Li Shimin, later Emperor Taizong of the Tang Dynasty, was the second son of Li Yuan, Emperor Gaozu, and Empress Dou. He was born in the twelfth month of the eighteenth year of the Kaihuang era of the Sui Dynasty at a villa in Wugong. Legend has it that at the time of his birth, two dragons coiled outside the villa gates for three days before soaring away.
When Li Shimin was four years old, his father Li Yuan took him to Qizhou. There, a scholar sought an audience with Li Yuan, claiming he could read faces to predict fortune and misfortune, past and future.

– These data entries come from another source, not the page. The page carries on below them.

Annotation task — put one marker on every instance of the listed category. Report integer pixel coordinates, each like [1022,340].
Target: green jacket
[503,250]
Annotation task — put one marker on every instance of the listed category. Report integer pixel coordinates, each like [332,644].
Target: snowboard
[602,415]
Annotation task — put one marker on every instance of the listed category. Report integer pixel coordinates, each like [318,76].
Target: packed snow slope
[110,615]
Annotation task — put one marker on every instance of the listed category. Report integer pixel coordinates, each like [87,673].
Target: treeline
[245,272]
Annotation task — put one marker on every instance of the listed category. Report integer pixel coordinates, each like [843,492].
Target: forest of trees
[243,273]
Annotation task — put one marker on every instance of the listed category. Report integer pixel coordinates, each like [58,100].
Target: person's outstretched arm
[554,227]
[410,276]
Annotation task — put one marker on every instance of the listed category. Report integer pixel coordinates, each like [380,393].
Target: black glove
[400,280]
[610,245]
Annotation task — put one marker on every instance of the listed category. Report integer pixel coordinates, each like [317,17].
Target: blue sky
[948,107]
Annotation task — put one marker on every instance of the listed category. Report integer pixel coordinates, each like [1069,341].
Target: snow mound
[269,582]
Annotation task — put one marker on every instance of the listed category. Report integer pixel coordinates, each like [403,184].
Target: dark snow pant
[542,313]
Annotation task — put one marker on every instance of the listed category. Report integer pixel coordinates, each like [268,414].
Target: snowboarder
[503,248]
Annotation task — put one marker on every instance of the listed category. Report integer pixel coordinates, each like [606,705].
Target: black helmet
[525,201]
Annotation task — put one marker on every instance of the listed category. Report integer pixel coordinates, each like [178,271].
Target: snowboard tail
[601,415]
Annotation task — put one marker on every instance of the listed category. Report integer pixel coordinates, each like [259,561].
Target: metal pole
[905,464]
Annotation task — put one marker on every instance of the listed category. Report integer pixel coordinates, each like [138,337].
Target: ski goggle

After observing Li Yuan, he said, "You are a man of great fortune, and you have a noble son!" At that moment, Li Shimin approached Li Yuan. Upon seeing Li Shimin, the scholar immediately said, "With the bearing of a dragon and phoenix, and the countenance of a Son of Heaven, by the time he is nearly twenty, he will surely bring peace to the world and save the people."
Li Yuan, fearing that the scholar's words would leak and bring death upon him, was about to kill the scholar when the scholar suddenly vanished. Thus, adopting the meaning of "saving the world and pacifying the people," he named the future Emperor Taizong "Shimin."
Later, the idiom "Ji Shi An Min" came to describe saving the times and stabilizing the people.
Source: *Old Book of Tang*, "Annals of Emperor Taizong"
Meaning of the Idiom: Later, the Chinese idiom "济世安民" came to describe how saving the times and stabilizing the people.